Signed or Unsigned

C has always permitted comparisons between any integer type, and C++ follows its lead. Comparing signed types to signed types is straightforward: you sign extend the smaller type. Likewise, when comparing unsigned types to unsigned types, you zero extend. When comparing signed and unsigned types, the rules are less clear.

The C standard specifies a type ordering: long long > long > int > short > char. If the unsigned type appears in that ordering before the signed type, then the signed value is converted to the unsigned type. Note that this happens even if the types are the same size (e.g., either long long and long or long and int are often the same size). Otherwise, if the signed type is larger than the unsigned type, in the sense of having more bits, then the unsigned value is converted to the signed type. Otherwise both values are converted to the unsigned type which corresponds to the signed type.

Pre-standard K&R C used a different rule, but that is old enough now that we no longer have to worry about it.

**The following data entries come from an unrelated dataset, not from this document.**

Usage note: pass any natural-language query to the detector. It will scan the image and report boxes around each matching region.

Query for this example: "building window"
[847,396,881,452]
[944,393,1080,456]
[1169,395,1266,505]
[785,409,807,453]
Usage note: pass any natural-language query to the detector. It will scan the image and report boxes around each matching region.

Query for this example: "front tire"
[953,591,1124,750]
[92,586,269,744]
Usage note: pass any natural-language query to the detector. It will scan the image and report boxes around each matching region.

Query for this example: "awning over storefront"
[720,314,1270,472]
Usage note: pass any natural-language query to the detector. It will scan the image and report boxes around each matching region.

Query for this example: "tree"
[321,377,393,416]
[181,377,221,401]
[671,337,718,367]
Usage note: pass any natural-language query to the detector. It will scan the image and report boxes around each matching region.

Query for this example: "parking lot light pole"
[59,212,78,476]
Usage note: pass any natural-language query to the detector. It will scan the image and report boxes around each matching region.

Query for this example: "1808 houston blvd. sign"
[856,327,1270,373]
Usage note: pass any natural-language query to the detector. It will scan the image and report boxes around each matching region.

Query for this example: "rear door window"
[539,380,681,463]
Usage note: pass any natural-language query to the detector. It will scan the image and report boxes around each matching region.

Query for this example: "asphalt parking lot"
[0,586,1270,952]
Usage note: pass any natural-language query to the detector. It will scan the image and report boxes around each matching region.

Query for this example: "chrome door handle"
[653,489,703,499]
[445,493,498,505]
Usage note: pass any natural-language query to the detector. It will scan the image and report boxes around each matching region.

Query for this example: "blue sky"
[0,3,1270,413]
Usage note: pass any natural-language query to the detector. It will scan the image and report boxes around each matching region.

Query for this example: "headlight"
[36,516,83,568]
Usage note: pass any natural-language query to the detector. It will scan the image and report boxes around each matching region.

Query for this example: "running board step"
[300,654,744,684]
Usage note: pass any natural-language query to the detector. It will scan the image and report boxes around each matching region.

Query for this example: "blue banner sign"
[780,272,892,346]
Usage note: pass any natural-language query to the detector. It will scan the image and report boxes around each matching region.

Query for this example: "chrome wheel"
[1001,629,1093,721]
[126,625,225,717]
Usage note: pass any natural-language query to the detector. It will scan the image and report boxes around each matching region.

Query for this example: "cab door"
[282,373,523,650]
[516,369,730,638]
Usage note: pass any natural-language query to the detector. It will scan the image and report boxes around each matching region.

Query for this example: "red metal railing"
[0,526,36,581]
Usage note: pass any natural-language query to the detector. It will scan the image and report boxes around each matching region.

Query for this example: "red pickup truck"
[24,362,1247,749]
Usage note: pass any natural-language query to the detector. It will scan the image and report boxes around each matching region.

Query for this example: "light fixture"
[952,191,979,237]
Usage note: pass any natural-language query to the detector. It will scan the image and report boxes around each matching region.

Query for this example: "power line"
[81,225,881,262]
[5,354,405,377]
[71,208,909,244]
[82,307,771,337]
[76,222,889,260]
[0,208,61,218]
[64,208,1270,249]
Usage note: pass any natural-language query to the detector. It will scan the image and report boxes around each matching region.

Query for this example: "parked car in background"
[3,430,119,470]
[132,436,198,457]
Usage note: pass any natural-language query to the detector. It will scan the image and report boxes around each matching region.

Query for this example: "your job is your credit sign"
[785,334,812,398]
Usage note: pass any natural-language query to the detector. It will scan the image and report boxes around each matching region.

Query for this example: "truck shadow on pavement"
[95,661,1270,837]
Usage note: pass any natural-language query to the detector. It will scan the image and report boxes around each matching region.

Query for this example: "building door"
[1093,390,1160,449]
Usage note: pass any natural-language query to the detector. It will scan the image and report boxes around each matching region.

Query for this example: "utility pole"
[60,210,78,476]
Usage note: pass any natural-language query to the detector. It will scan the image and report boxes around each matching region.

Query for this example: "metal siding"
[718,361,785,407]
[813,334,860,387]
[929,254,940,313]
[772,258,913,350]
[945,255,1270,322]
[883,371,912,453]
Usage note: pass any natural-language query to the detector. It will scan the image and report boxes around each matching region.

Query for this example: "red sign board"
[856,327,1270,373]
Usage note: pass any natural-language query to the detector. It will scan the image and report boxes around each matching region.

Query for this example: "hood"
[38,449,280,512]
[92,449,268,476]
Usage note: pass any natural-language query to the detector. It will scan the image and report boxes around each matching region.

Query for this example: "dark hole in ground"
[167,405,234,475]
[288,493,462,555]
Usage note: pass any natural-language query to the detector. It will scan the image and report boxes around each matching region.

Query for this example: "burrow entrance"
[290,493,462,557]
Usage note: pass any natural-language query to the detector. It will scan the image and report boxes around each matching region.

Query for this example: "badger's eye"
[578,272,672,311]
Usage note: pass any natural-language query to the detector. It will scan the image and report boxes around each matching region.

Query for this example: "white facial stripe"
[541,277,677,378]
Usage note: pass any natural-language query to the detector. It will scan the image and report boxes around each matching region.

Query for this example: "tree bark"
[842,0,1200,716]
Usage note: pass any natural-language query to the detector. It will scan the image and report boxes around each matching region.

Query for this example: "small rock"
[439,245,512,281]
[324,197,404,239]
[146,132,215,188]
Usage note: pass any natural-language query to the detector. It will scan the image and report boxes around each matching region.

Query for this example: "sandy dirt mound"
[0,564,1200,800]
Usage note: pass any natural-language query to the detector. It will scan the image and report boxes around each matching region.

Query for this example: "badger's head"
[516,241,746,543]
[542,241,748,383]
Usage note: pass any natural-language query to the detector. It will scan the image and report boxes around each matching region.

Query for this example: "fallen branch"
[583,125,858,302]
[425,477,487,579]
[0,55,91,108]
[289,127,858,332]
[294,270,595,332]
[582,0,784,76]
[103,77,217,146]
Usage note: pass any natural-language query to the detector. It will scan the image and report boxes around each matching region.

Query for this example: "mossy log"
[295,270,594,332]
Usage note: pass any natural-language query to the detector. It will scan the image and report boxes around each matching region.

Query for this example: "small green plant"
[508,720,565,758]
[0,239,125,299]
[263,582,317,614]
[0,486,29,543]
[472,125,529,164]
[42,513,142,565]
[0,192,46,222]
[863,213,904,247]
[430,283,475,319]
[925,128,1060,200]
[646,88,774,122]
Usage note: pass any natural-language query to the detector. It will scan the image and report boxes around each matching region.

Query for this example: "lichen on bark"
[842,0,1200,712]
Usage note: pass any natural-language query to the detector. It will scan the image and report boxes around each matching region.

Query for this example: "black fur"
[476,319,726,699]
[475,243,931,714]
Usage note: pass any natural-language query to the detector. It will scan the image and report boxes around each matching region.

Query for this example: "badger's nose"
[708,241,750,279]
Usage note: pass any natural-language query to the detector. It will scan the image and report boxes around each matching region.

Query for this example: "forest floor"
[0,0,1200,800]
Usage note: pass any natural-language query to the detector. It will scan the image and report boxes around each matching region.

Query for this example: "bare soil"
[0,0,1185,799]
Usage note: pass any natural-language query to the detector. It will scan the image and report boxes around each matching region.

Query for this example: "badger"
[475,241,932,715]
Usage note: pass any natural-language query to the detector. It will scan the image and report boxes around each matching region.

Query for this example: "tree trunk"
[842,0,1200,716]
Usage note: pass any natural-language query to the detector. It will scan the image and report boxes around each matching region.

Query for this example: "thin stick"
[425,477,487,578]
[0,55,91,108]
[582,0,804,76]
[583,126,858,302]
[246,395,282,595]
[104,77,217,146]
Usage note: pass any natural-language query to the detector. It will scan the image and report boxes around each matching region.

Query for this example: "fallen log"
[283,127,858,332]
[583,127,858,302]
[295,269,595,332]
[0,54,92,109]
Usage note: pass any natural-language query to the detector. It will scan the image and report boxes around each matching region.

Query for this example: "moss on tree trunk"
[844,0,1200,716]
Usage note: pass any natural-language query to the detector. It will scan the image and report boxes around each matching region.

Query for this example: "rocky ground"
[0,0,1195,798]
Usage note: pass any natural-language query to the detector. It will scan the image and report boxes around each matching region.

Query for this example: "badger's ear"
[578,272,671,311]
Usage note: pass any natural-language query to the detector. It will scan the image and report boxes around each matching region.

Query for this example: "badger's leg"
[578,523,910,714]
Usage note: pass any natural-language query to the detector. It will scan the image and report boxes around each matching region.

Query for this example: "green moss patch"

What this rule means is that if you write portable code, such that you don’t know the sizes of types, you can not predict whether the comparison will be done as a signed comparison or an unsigned comparison. Therefore, the gcc compiler has an option -Wsign-compare. However, this option is sufficiently awkward to avoid that it is not part of -Wall, though it is part of -Wextra (the difference between -Wall and -Wextra is that the former gives warnings for which false positives are easy to avoid through simple code changes; the latter gives warnings which are generally useful but for which false positives are harder to avoid).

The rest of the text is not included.